Looking for our logo?
We’ve changed how we search a lot over the last decade. For example, we used to begin every search by pressing Enter. Now the Enter key is no longer necessary – results appear as you type, instantly.
What people search has also changed: today’s search engines are used for much more than just web sites and documents—they’re also used to find specific items like people, places and products.
The Algolia engine was designed with both of these trends in mind. Algolia’s sweet spot is providing instant, relevant access to millions of small, structured records (and now from anywhere in the world). In this blog post, we’ll talk about how the Algolia engine computes textual relevance and why it works well for exactly these kinds of records. By textual relevance, we mean the letter and word-based aspect of ranking query results. Textual relevance does not include business relevance, which is used to provide a custom ranking based on non-textual information like price, number of followers or number of sales.
In a previous post we discussed how our ranking formula works, specifically how it uses a tie-breaking algorithm to rank each component of textual relevance one-by-one.
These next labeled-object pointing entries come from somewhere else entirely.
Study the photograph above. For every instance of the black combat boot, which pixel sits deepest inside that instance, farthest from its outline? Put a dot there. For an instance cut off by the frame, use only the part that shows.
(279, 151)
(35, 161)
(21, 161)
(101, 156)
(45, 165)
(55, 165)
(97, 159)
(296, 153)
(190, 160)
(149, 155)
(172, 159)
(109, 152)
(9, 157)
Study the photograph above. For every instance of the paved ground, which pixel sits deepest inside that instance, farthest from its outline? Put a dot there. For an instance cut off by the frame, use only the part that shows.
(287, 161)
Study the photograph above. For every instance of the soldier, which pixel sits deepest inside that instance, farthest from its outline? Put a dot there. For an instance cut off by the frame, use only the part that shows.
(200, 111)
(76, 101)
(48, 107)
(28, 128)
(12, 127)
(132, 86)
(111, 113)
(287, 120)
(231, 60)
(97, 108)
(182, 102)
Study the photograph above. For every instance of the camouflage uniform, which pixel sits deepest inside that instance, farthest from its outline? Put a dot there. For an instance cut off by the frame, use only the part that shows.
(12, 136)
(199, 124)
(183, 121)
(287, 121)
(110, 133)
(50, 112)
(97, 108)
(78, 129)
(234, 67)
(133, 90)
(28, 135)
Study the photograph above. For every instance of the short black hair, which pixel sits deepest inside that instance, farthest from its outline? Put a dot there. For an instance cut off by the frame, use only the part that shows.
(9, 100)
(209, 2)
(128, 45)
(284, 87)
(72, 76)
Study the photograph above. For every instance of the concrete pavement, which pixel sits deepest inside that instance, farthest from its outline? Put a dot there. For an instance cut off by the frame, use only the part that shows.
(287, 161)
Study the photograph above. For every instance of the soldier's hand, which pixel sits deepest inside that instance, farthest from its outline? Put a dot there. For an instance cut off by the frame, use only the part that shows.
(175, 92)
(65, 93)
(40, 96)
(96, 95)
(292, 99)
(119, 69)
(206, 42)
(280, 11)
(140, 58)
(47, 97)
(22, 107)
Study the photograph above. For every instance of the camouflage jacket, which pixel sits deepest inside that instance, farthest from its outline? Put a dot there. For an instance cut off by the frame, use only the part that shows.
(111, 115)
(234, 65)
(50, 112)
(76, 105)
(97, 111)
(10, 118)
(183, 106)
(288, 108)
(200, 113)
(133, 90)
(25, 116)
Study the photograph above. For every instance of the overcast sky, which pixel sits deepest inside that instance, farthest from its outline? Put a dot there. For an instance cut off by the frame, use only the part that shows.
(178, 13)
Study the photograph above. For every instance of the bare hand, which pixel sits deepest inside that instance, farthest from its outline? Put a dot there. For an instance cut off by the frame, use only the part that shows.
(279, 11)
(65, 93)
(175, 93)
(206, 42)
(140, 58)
In this post, we’ll look at each of the five individual components it uses in detail: number of typos, number of words, proximity of words, importance of attributes and exactness.
Each of these components address a unique relevance challenge while also playing their part in the global relevance calculation.
The number of typos criterion is the number of typos in the query when compared with text in the record. This criterion allows you to rank results containing typos below results with the correct spelling. For example, in a search for “Geox CEO”, you would prefer to have the “Geox” result (a typo-free match) displayed before “Gox” (a 1-letter-off typo). This example has a twist—”Gox” is not actually a typo in the usual sense (it’s a correctly spelled proper noun) but it’s still possible that a user could have mistyped “Geox” when searching for it.
1st record: Title: "Geox SpA: CEO and Executive"
2nd record: Title: "Mt. Gox CEO Resigns From Bitcoin Foundation"
The number of words criterion is the number of query words found in the record. This criterion applies when the query is performed with all words optional (a.k.a. an “OR query”), a technique commonly used to avoid displaying no results. Here’s a simple example. If you search for “supreme court apple” you would prefer to have the first record before the second one as it contains all 3 of the words in the query.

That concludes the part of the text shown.